California was born in and of fire. In the past twenty years or so, fire has increasingly occurred across all 12 months of the year; there is no longer a “fire season.” We must shape public policy around that burning reality. And a critical step is radically reducing the number of new subdivisions and individual homes being built in known fire zones—whether mountainous forests, chaparral-laden foothills or their contiguous canyons, ridgelines and uplands.
Governments at all levels have but one all-encompassing responsibility: to protect the health, safety and welfare of their residents. Greenlighting developments in fire zones (or floodplains) violates that principle. City and county planning and zoning commissions need to scrutinize all development schemes in these areas; the state needs to use its legal authorities to ensure that environmental impact reports are worthy of the name (and if not, to litigate).
California is often seen as a leader in environmental policy. Where has the state made the most progress, and where is it still falling short?
The state has made relatively good progress on fire detection and made strides on increasing the number of sites in and around communities that can be made more fire-resistant, though much more can be done. But the biggest shortfall is with the source of the problem—the millions of residents in fire zones whose very presence in these flammable landscapes act as an accelerant to fires that have erupted and will continue to do so.

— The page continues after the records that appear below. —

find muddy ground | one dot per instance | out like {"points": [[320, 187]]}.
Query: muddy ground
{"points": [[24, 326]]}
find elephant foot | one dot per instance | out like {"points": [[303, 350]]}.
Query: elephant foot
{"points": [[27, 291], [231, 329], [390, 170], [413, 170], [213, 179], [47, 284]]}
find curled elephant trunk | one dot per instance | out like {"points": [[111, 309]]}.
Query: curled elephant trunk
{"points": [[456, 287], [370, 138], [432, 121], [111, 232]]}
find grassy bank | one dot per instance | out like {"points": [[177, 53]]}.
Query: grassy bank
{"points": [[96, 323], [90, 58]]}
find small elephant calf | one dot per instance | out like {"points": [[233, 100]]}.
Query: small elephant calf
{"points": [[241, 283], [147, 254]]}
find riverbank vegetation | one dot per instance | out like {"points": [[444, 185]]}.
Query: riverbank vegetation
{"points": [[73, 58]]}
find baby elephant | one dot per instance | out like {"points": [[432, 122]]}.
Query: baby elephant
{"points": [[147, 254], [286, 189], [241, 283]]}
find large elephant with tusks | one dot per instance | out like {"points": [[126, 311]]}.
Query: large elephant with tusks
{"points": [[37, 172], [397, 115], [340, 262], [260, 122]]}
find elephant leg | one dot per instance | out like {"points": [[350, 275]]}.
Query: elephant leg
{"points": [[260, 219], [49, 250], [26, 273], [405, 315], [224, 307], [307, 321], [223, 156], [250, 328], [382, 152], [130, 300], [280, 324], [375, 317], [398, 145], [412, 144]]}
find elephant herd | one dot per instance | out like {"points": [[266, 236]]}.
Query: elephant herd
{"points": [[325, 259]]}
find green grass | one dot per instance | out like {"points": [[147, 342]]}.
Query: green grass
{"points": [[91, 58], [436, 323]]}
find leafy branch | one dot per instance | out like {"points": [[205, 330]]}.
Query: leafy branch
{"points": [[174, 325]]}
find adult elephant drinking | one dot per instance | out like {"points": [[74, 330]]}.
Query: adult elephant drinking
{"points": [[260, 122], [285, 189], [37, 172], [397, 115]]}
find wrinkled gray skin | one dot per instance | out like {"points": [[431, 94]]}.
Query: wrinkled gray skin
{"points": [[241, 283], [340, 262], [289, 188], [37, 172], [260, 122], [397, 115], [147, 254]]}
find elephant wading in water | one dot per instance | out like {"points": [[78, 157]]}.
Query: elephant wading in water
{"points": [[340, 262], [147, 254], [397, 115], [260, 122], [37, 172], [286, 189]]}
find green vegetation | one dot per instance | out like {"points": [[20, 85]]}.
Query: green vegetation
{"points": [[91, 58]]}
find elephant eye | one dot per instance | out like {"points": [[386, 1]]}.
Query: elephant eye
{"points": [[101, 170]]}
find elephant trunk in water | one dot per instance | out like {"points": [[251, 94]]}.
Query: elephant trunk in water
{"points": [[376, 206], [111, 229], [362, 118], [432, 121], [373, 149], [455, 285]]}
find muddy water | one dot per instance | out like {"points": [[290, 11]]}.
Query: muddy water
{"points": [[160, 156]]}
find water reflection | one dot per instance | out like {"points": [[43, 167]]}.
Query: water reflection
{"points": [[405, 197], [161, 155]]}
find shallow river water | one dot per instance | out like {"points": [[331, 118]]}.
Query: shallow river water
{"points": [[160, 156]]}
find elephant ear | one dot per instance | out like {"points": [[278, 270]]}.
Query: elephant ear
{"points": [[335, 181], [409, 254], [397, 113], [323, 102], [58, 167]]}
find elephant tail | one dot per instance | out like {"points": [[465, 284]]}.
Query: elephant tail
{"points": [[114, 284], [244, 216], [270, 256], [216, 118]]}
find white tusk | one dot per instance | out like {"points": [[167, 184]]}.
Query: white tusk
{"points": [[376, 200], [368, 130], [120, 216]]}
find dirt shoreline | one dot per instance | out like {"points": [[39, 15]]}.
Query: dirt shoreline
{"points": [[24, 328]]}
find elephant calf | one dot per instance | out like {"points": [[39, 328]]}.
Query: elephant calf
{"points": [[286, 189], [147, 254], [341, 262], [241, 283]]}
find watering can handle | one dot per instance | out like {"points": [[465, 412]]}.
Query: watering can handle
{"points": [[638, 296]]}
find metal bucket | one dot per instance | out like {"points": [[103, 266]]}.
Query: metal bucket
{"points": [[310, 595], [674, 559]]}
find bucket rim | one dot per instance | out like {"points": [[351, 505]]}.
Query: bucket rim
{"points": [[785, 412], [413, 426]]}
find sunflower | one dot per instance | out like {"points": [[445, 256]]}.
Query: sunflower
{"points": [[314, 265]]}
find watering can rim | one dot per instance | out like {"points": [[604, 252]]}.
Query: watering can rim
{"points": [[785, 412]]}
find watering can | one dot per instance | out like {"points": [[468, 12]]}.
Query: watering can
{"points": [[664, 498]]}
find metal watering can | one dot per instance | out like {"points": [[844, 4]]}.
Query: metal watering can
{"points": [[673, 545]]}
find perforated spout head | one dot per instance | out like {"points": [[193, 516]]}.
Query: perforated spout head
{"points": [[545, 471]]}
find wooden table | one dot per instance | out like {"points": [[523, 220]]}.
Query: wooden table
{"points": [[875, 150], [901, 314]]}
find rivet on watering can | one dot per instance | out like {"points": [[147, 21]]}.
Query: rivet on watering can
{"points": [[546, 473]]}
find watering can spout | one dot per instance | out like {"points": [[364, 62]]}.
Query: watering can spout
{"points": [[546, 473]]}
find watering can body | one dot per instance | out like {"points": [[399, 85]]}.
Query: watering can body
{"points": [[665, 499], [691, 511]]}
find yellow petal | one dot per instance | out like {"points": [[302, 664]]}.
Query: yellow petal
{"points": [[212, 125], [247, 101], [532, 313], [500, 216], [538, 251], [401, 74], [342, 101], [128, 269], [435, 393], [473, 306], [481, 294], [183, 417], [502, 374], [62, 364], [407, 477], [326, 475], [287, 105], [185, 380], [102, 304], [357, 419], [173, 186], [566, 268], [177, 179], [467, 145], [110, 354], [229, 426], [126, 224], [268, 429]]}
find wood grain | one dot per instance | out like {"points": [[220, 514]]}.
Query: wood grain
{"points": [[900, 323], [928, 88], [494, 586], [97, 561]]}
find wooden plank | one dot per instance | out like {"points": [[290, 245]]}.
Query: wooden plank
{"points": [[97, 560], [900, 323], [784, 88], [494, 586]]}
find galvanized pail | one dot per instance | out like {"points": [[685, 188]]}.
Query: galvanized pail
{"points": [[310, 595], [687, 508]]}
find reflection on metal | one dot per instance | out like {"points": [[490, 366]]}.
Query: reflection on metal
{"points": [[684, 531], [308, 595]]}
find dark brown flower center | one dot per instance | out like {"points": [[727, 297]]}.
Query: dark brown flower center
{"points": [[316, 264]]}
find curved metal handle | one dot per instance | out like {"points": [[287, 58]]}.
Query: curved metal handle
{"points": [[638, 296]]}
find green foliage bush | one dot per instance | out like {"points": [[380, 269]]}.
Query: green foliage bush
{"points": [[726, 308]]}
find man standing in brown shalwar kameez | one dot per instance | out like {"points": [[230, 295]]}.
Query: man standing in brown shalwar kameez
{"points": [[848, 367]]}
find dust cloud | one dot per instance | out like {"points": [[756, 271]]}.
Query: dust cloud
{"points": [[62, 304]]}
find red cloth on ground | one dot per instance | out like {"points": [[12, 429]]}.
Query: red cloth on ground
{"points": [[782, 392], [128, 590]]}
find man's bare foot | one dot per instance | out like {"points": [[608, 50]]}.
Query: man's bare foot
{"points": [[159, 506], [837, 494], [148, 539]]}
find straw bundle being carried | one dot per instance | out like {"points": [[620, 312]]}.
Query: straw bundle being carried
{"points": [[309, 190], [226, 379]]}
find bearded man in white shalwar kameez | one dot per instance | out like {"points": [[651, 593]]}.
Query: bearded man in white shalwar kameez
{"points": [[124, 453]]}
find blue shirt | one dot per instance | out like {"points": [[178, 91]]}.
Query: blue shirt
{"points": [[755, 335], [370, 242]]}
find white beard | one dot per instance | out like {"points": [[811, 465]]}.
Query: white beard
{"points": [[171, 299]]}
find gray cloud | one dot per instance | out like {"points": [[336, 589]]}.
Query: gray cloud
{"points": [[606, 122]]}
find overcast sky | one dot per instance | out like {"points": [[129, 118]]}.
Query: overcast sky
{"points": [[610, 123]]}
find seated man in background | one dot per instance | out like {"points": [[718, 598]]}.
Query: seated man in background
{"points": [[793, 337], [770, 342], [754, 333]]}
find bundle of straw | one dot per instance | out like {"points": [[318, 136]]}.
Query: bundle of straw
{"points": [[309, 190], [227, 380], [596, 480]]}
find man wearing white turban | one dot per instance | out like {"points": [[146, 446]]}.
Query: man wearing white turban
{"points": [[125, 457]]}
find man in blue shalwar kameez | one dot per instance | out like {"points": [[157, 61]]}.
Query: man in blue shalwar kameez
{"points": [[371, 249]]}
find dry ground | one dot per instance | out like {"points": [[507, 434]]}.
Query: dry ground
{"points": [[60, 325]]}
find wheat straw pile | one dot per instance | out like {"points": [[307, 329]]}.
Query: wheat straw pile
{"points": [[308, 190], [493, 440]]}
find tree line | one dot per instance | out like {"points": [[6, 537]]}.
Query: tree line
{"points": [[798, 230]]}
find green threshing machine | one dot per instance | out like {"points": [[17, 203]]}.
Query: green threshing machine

Water: ditto. Urban areas, through building codes and incentives, have reduced water consumption considerably. That’s not true for Big Ag [large, industrial food system corporations], which continues to challenge and weaken any legislative effort to rein in its thirsty operations. Until such time as its political power is lessened, we will continue bear witness to this sector’s free pass to waste water.
If you could advise policymakers on one environmental priority for California, what would it be?
To develop funding mechanisms to purchase fire-zone acreage from willing sellers—not eminent domain—before and after fires. That’s one strategy to slow down the rush of population into the most dangerous landscapes in the state; the other is through regulatory clout. And a third depends on insurance companies refusing to insure new homes in fire zones, a disincentive that will dovetail with the other two suggestions.